The short answer to how many times a single mosquito can bite you in one night is generally once. This single feeding is a massive event for the insect. Once complete, the mosquito must retreat to digest the meal and mature its eggs. The physiological process required after a successful blood meal prevents the same individual mosquito from seeking another host for at least a couple of days. The perception of being bitten multiple times usually stems from either an interrupted feeding attempt or the presence of numerous mosquitoes.
The Reason for the Blood Meal
Only female mosquitoes engage in biting, and their need for blood is entirely reproductive. Both male and female mosquitoes sustain themselves primarily by feeding on plant nectar and other sugar sources for energy. However, the female requires a concentrated source of protein and other nutrients from a vertebrate host to develop a batch of viable eggs.
The process of finding a host, feeding, digesting the blood, and maturing the eggs is known as the gonotrophic cycle. Without a sufficient blood meal, the female mosquito cannot produce eggs. The nutrients acquired from the blood, particularly proteins and iron, are essential for oogenesis, the process of egg formation. Once mated, this biological imperative drives her host-seeking behavior.
The Single Feeding Limit
A female mosquito that successfully finds a host will attempt to take a full blood meal, which is a significant physiological undertaking. A mosquito can ingest an amount of blood equal to two or three times its own body weight in a single sitting. This volume typically ranges from about 0.001 to 0.01 milliliters, or roughly 5 microliters.
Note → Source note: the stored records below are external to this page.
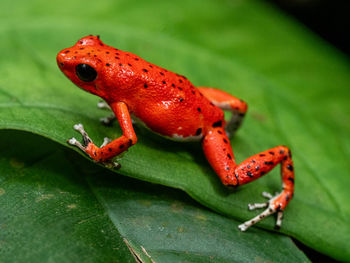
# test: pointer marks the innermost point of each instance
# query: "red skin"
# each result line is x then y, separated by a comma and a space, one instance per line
171, 106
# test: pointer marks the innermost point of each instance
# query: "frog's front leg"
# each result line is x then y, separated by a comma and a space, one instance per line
107, 121
219, 153
108, 150
226, 101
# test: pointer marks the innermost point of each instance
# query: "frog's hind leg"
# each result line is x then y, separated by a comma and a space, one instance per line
219, 153
226, 101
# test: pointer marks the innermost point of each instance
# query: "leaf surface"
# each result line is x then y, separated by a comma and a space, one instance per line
55, 206
295, 85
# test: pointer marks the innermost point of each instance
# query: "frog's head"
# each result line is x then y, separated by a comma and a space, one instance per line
84, 64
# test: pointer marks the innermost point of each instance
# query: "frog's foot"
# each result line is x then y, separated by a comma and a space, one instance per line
271, 209
87, 140
103, 105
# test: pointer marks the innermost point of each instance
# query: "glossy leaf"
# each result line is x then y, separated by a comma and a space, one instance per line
295, 84
55, 206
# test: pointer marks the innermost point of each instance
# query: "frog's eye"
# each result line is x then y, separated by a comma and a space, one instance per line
85, 72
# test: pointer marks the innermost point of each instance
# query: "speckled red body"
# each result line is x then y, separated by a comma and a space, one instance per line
170, 105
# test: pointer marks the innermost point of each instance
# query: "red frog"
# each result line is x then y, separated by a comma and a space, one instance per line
170, 105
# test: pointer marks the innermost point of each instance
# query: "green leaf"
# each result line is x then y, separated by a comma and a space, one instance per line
295, 84
58, 207
47, 210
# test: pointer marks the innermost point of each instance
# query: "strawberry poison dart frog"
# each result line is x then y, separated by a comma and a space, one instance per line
170, 105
Once the abdomen is full, stretch receptors signal to the mosquito’s brain that it is satiated, inhibiting further feeding. The mosquito is then physically weighed down by the meal, forcing it to find a safe, sheltered location to rest and digest. This digestion and egg maturation process, known as the gonotrophic period, typically lasts between two and four days. During this time, the mosquito focuses on converting the blood’s nutrients into eggs and will not seek another host.
Why You Still Get Multiple Bites
If a single mosquito generally bites only once per cycle, the presence of multiple itchy welts is usually explained by two main factors: population density and interrupted feeding. The most common explanation is simply that you were bitten by several different mosquitoes. If the population in an area is high, numerous females can feed on a host simultaneously or sequentially throughout the night, each taking its own single meal.
Interrupted Feeding
The second factor is that a single mosquito’s attempt may have been interrupted before she was fully satiated. If a mosquito is swatted away, scared off by host movement, or otherwise disturbed, she may not have ingested the necessary amount of blood to mature her eggs. When this happens, the mosquito is still driven by the need for a full meal. She may attempt to bite the same host again nearby or seek a new host to finish the feeding process. This repeated probing is the primary way a single mosquito delivers multiple bites within a short period.